Komunikasi Dakwah di Dunia Global

oleh: Imam Shamsi Ali*

Salah satu hal yang sering saya sampaikan dan ulang di mana-mana adalah betapa pentingnya para du’aat (pendakwah) untuk menguasai, tidak saja materi agama yang disampaikan. Tapi tidak kalah pentingnya adalah bagaimana cara menyampaikan kebenaran itu.

Dengan kata lain, metode penyampaian atau persisnya komunikasi dalam berdakwah seringkali menentukan wajah kebenaran yang disampaikan. Hitam putihnya kebenaran di mata manusia tidak jarang justeru ditentukan oleh cara mengkomunikasikannya.

Berapa banyak kebetilan yang disampaikan dengan komunikasi yang Indah, atau tepatnya terbungkus oleh cara komunikasi yang menggoda diterim oleh manusia sebagai kebaikan. Sebaliknya seringkali kebenaran sering Kabur di mata orang karena cara komunikasi Yang tidak sesuai.

Apalagi dalam dunia di mana sedang terjadi perang persepsi. Dengan keterbukaan informasi sekarang ini mereka yang kuat membangun imej dan persepsi akan menentukan “benar-salah”nya sebuah permasalahan.

Karenanya begitu mendasar bagi umat, khususnya para du’aat dan ulama untuk menguasai metode komunikasi yang tepat dalam mengkomunikasikan kebenaran itu.

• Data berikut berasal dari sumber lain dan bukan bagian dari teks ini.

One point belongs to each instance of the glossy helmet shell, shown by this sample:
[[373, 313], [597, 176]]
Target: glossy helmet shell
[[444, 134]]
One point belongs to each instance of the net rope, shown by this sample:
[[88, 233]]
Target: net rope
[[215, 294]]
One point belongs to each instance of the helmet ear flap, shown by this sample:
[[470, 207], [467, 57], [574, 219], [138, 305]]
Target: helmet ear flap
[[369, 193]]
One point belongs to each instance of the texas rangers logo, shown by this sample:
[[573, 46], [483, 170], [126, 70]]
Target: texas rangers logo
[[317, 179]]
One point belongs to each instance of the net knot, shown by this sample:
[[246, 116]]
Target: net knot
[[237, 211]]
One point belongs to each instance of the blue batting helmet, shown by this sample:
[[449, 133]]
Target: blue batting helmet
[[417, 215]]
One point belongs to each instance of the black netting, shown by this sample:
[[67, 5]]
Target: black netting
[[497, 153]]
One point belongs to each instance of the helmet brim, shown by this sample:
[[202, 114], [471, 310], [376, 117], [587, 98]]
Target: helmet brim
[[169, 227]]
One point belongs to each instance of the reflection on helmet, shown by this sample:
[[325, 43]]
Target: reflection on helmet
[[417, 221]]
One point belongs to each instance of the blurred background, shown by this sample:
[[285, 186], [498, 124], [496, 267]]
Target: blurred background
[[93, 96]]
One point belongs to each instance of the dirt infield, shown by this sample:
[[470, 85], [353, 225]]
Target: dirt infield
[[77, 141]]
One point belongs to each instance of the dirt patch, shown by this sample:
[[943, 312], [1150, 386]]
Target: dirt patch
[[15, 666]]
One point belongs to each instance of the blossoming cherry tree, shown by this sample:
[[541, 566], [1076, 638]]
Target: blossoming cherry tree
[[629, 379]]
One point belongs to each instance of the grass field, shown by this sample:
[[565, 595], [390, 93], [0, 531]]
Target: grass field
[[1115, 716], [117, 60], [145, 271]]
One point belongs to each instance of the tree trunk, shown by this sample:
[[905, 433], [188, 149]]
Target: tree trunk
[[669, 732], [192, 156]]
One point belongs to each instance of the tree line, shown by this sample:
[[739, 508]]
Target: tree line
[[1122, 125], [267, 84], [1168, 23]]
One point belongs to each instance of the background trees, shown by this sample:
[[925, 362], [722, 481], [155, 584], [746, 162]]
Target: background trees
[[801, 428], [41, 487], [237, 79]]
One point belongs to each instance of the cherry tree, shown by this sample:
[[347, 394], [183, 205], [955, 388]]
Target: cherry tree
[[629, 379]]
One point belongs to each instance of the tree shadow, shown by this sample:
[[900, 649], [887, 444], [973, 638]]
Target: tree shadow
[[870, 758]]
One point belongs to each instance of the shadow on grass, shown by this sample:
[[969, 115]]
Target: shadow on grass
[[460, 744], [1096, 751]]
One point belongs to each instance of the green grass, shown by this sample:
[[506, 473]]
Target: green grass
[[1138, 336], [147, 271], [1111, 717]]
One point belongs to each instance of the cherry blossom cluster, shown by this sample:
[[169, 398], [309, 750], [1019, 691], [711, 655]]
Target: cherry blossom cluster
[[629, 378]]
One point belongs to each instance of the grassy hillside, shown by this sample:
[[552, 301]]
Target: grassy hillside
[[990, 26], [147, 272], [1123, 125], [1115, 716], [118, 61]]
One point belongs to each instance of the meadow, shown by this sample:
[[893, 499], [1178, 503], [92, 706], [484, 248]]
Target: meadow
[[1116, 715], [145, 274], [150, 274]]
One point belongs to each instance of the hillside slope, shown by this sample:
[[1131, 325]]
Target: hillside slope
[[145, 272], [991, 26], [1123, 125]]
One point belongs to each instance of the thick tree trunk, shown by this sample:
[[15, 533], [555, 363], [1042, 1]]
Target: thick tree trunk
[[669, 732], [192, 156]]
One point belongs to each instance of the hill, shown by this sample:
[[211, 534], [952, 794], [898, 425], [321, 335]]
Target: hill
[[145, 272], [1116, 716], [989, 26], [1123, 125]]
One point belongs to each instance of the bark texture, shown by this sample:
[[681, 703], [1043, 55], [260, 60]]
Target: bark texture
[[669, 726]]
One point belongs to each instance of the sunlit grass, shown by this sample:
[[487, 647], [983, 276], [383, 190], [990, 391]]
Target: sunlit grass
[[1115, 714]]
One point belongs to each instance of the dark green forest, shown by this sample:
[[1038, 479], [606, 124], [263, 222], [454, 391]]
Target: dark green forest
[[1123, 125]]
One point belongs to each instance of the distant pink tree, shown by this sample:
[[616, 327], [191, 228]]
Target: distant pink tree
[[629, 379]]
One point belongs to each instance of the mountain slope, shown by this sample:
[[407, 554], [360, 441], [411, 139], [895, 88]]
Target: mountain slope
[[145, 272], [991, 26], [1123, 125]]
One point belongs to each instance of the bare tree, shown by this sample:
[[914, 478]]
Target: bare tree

Sering saya katakan: jangankan salah. Benar saja bisa disalahkan.

Karenanya cara atau metode mengkomunikasikan Islam menjadi sangat mendasar dalam dunia Dakwah, khususnya dunia Global Yang semakin terbuka saat ini.

Lalu apa saja dasar-dasar (pillars) dalam komunikasi dakwah?

Pertama, Self confidence. Bahwa kebenaran tidak mungkin bisa dikomunikasikan secara efektif dan penuh makna jika tidak dibangun di atas dasar keyakinan yang solid. Orang yang setengah yakin, apalagi memang ragu dengan kebenaran itu tidak akan mampu mengkomunikasikannya secara baik.

Kedua, solid knowledge. Berdakwah itu memerlukan ilmu yang matang. Perintah mengajak manusia ke jalan Tuhan dengan “hikmah” salah satuny berarti dengan ilmu yang solid. Tanpa ilmu hanya akan melahirkan kebodohan atas nama kebenaran.

Ketiga, positive mind. Artinya dalam mengkomunikasikan kebenaran itu harus dibangun di atas dasar pemikiran positif. Salah satu bentuk pemikiran positif adalah bahwa apapun keadaan manusia semuanya masih memiliki kemungkinan untuk baik, bahkan terbaik.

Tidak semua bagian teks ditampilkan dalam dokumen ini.